Yeah, so it sounds like you're trying to apply a "formula" for a situation where the variables are not defined correctly. It's better to try to understand the vector definition of Work, instead of trying to apply simplified formulas without understanding where they come from.

Have you had any introduction to vectors yet in your learning?

I have, but it was over 5 years ago. I am trying to understand what the formula means and why it doesn't apply on this situation or what am I misinterpreting, because once I realized this, it felt very weird

 

[jonasrosa]

You’ve got the angles backwards. To lift an object you apply a vertical force, not a horizontal one. The angle between force and displacement when lifting straight up is therefore zero.

Ok, I think I get it. So, what matters is the angle of the force in relation to the movement? So, if I'm applying vertical force to move something vertically, the angle is 0 and if I apply horizontal force to move something horizontally, the angle is also 0?

 

[PeroK]

Ok, I think I get it. So, what matters is the angle of the force in relation to the movement? So, if I'm applying vertical force to move something vertically, the angle is 0 and if I apply horizontal force to move something horizontally, the angle is also 0?

Yes.

 

[jonasrosa]

Yes.

Ok, now it makes sense. Thanks a lot.

 

[russ_watters]

Ok, now it makes sense. Thanks a lot.

FYI, this would all be a lot clearer if you drew a diagram and labeled the force, direction of motion and angle.

 

[jonasrosa]

FYI, this would all be a lot clearer if you drew a diagram and labeled the force, direction of motion and angle.

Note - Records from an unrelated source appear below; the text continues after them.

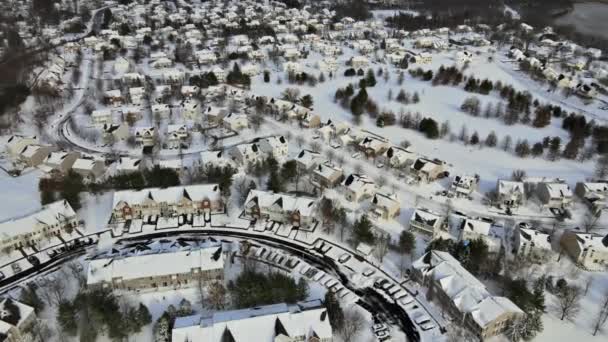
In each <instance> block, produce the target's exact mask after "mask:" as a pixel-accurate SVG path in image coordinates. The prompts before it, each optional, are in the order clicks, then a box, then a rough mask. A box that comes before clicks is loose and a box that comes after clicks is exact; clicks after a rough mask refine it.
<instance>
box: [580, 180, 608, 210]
mask: <svg viewBox="0 0 608 342" xmlns="http://www.w3.org/2000/svg"><path fill="white" fill-rule="evenodd" d="M574 192H575V193H576V195H577V196H578V197H580V198H581V199H582V200H583V202H584V203H585V204H587V205H588V206H589V207H590V208H591V209H592V210H593V212H595V213H599V212H601V211H602V210H605V209H606V208H608V182H607V181H600V182H579V183H577V184H576V187H575V188H574Z"/></svg>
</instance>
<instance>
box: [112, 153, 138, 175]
mask: <svg viewBox="0 0 608 342" xmlns="http://www.w3.org/2000/svg"><path fill="white" fill-rule="evenodd" d="M142 170H143V164H142V162H141V159H137V158H131V157H120V158H119V159H118V161H117V162H116V172H117V173H133V172H141V171H142Z"/></svg>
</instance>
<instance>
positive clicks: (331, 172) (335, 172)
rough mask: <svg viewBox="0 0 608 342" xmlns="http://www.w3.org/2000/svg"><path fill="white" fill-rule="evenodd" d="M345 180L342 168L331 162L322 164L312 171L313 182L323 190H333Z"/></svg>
mask: <svg viewBox="0 0 608 342" xmlns="http://www.w3.org/2000/svg"><path fill="white" fill-rule="evenodd" d="M342 180H344V171H343V170H342V168H340V167H337V166H336V165H333V164H332V163H330V162H325V163H320V164H318V165H317V166H316V167H314V168H313V169H312V174H311V182H312V184H313V185H314V186H316V187H318V188H321V189H328V188H329V189H331V188H334V187H336V186H337V185H338V184H340V183H341V182H342Z"/></svg>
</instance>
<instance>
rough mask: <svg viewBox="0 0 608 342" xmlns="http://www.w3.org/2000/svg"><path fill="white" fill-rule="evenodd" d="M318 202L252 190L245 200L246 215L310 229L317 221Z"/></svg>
mask: <svg viewBox="0 0 608 342" xmlns="http://www.w3.org/2000/svg"><path fill="white" fill-rule="evenodd" d="M316 208H317V200H316V199H313V198H307V197H296V196H292V195H287V194H275V193H273V192H267V191H259V190H251V191H249V194H248V195H247V199H246V200H245V214H246V215H248V216H250V217H252V218H256V219H267V220H270V221H275V222H281V223H283V224H290V225H292V226H295V227H302V228H308V227H311V226H313V225H314V224H315V223H316V222H317V220H316Z"/></svg>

Yes, probably. Didn't think of doing that. Thanks a lot

 

[bob012345]

Ok, I think I get it. So, what matters is the angle of the force in relation to the movement? So, if I'm applying vertical force to move something vertically, the angle is 0 and if I apply horizontal force to move something horizontally, the angle is also 0?

Also, realize that if the force is opposed to the motion such as a block is moving to the right but a force on it points to the left, the angle is 180° and the cosine is -1. That means the block is slowing down.